Working with RS/6000's

  • The keyswitch present in early RS/6000's has 3 positions: normal, locked, and maintenance. Normal is what you'd expect, locked disables the keyboard and reset switch, and maintenance unlocks the case, and uses a different bootlist which usually allows booting from floppy, cdrom, tape, or network. The OS can check the state of the keyswitch and will boot into maintenance mode when it is set to maintenance. Some newer models have a "software-keyswitch" (which can be set to maintenance in the firmware).
  • Be patient, and check what the LED display says. Unlike most other Unix machines, early RS/6000 communicate with you only through a 3-digit LED display, until some kind of operating system has taken over. I.e., unless the machine has successfully booted an operating system, nothing is displayed neither on the display nor on the serial port. This is aggravated by the fact that they take comparatively long to boot. The display is actually very informative and tells you exactly in which state the machine is, and what it is currently trying to do. A list of codes can be found here. The LED turns blank when the operating system has been loaded successfully.
  • The HMC (Hardware management console) is used to control (power on/off, install os, access console) SP-class machines. It can also be used to control newer machines (but it is not strictly required as these also have a normal console). It is usually connected by a serial line.
  • On the serial port, AIX requires CTS and DCD (the installer does not). When the installation goes well, but after reboot the machine hangs at "Completed NFS services" (AIX 4 and 5) or "Multi-user initialization completed" (AIX 3), this is most likely your problem. Easiest is to wire CTS and DCD to DTR (on DB25: wire pins 4, 6, and 8 together).
  • RS/6000 are for the most part not at all picky about devices (they take most standard SCSI CDROM drives, harddisks etc.), but they require a special IBM keyboard. A random sampling of (non-rs6k) IBM branded keyboards showed that about half of them work. None of the non IBM branded keyboards I tried worked. The key point seems to be that the keyboard must contain a speaker and understand some additional initialization. There's nothing special about the mouse, any PS/2 mouse will do.

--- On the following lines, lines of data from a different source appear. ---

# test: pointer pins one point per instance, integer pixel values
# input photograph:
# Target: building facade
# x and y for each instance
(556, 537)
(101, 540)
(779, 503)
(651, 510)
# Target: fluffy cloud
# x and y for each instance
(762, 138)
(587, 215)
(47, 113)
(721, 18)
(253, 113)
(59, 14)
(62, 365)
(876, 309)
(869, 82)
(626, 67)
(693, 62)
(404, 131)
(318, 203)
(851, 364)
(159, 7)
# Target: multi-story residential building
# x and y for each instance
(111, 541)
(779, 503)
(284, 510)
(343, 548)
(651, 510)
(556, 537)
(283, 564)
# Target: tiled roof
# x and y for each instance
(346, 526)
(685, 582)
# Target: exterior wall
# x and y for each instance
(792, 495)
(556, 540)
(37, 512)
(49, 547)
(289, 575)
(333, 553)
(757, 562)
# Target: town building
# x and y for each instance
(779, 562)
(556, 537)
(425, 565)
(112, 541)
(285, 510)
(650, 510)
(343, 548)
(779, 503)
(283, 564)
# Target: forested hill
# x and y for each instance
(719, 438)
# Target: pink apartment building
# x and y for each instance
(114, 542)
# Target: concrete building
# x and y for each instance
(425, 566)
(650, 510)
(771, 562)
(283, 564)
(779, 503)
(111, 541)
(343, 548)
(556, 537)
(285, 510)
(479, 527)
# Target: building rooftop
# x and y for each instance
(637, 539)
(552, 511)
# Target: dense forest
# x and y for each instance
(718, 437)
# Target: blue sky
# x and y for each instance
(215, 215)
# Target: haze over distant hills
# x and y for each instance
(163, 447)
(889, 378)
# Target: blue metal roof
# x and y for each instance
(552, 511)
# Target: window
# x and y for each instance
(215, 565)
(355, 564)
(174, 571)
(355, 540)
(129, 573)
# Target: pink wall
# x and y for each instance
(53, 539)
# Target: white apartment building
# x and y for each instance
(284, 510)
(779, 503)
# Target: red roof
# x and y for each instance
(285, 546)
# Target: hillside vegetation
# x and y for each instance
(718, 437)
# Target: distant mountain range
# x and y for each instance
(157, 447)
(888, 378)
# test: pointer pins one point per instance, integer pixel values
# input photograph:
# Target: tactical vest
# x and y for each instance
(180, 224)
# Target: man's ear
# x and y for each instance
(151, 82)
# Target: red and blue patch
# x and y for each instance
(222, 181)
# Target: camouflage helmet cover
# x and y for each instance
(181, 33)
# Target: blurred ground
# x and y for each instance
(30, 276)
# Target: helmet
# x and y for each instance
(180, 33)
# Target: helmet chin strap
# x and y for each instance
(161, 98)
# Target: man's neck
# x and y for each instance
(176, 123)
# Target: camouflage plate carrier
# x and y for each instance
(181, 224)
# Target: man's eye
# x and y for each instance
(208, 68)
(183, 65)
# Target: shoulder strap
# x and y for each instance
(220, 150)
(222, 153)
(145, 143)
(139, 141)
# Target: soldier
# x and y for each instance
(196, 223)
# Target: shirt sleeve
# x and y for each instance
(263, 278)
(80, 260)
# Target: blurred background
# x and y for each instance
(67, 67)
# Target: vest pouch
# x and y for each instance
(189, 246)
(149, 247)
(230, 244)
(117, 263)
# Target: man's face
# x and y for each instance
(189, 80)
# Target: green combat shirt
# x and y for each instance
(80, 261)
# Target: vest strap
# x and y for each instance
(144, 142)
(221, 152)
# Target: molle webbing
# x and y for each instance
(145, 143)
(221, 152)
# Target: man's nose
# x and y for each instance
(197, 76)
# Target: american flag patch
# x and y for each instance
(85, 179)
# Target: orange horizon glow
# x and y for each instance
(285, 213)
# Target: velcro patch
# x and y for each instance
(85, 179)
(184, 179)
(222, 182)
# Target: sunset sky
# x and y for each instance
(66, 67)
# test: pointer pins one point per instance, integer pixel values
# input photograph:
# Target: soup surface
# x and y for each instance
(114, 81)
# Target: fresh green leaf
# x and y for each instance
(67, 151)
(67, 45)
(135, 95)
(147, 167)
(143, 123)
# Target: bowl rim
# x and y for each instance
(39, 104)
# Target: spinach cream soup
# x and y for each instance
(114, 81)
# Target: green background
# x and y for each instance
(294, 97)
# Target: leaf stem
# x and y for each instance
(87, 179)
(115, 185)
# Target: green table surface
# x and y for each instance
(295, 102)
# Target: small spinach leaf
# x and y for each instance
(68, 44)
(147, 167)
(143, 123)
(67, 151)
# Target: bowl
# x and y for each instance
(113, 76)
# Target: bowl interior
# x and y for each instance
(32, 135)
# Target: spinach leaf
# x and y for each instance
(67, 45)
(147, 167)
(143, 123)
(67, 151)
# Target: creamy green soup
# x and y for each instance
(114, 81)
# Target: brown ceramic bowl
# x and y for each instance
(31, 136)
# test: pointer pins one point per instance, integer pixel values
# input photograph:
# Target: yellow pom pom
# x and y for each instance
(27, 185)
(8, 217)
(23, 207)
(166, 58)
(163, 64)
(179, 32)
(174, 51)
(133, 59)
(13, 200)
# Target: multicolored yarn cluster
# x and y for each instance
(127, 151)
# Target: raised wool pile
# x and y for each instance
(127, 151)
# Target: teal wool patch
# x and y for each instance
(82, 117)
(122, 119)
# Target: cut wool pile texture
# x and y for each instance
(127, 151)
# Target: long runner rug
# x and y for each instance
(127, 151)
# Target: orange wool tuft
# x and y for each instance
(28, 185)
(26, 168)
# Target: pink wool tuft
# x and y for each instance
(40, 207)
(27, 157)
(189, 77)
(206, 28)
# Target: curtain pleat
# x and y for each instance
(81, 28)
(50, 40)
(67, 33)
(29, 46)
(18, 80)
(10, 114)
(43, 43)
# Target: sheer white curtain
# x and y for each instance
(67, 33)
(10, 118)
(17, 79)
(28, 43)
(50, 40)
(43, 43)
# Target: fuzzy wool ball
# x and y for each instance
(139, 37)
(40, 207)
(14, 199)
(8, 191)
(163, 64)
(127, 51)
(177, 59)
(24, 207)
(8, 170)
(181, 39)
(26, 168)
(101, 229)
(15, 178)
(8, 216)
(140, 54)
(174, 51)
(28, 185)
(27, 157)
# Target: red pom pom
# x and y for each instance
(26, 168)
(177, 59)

  • The installer does not try very hard to recover from errors, it will just print a an easily overlooked message and go on. Carefully check the log for errors and start over if there is anything unusual.
  • If the machine seems flaky, check the power supply voltage levels (especially that of external CD-ROM drives). Run diagnostics (from within AIX, any AIX CD, the special diagnostics CD, or diagnostic diskettes), they are very exhaustive. If this doesn't help, try the "Kreidler-Method" (named after the German Kreidler mopeds which often magically work again after being taken apart and put together again without really changing anything).